Tip #5: Minimizing the risk of Disk Failure

Mythtv recordings use a lot of disk space


One thing that us mythtv users use is a *lot* of disk space. Especially those of us who record HDTV, and what that means is (usually) a lot of disks. The more disks, the more often there are disk failures.

Some ways to keep your data safe


There are a couple ways to keep disk failure from being a major headache. 1) backups. nice idea, but when you have hundreds and hundreds of Gigabytes of videos and every time you record a high-def show, it drops another 8G on your disk, that option becomes costly, time-consuming, and unrealistic. 2) Raid. Raid configurations can come in several levels, but the one that favors data redundancy (Raid 1) means that you need to double the disk space for your existing data.

My method


Another methodology you can use is to separate your operating system and your videos (and other media) onto separate disks, and employ different strategies for each.
Here's what I do:
I have three systems, but this could work with one or two as well.

I have one disk dedicated to the following partitions:

/
/boot
/swap

This could be a relatively small disk. I find 80Gig works nicely, and since speed is not a big issue, I also go with IDE disks, and format them as ext3 filesystems. IDE is a bit cheaper, and ext3 is a bit more reliable as filesystems go.

I also grabbed a 250Gig IDE drive and mounted it to /mnt/backups, exported it, and mounted it on my other machines so that I could perform network (and local) backups of my root filesystems to that one disk.

In order to protect my 'root' filesystems, I do daily backups (full weekly, and incremental daily). I use Simple Linux Backup (which uses tar) and followed the instructions here to get it going. All three of my systems backup to that one drive, two over the network (via NFS mounts) and one locally. This way, I'm protecting all my data on all three machines, but not touching any of the mythtv media.

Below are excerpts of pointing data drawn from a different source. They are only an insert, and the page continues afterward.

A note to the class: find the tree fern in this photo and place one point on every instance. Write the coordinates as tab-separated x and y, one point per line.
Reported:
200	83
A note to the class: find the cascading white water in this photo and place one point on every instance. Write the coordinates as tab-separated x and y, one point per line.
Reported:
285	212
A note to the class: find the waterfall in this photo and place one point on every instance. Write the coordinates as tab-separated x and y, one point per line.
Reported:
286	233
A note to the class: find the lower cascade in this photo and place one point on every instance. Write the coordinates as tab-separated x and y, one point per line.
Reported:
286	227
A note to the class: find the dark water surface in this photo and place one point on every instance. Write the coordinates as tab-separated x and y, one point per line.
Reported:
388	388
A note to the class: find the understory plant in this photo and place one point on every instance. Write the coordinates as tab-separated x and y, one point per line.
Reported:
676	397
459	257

Now for my videos. Since my MythTV configuration is split into separate frontend/backend configurations, I put all of my video data in one Logical volume on my backend, and mount it to /video (currently, I'm sitting with 6 SATA drives totaling 2.2Terabytes). I then export that entire logical volume to my frontend, and mount it in the same location. Since it is just toooooo much data to backup to another disk, I choose the 'monitor my disks' method. I have mostly SATA disks, and until recent kernels, smartmontools did not support SATA, but now it does. I have smartd monitor all my drives with the following configuration file:

/dev/sda -a -d ata -H -m
/dev/sdb -a -d ata -H -m
/dev/sdc -a -d ata -H -m
/dev/sdd -a -d ata -H -m
/dev/sde -a -d ata -H -m
/dev/sdf -a -d ata -H -m

And every day, I get a nice report from smartmon that tells me if my disks are going wonky. If I start to get failures for a disk, I can run some more tests using smartctl, and if the disk needs replacing, I use pvmove to move data off of the failing disk, remove the disk from my logical volume, replace the disk and add it back in.

Final thoughts


It's not a perfect solution, but for me, keeping the solution as low cost as possible is what's important. I'm willing to fork over the money for a 250Gig drive to backup my root partitions, but everything else just isn't that important. Whatever method you choose. Make sure you choose *something*. Not backing up, or not monitoring your disk health will eventually hurt you.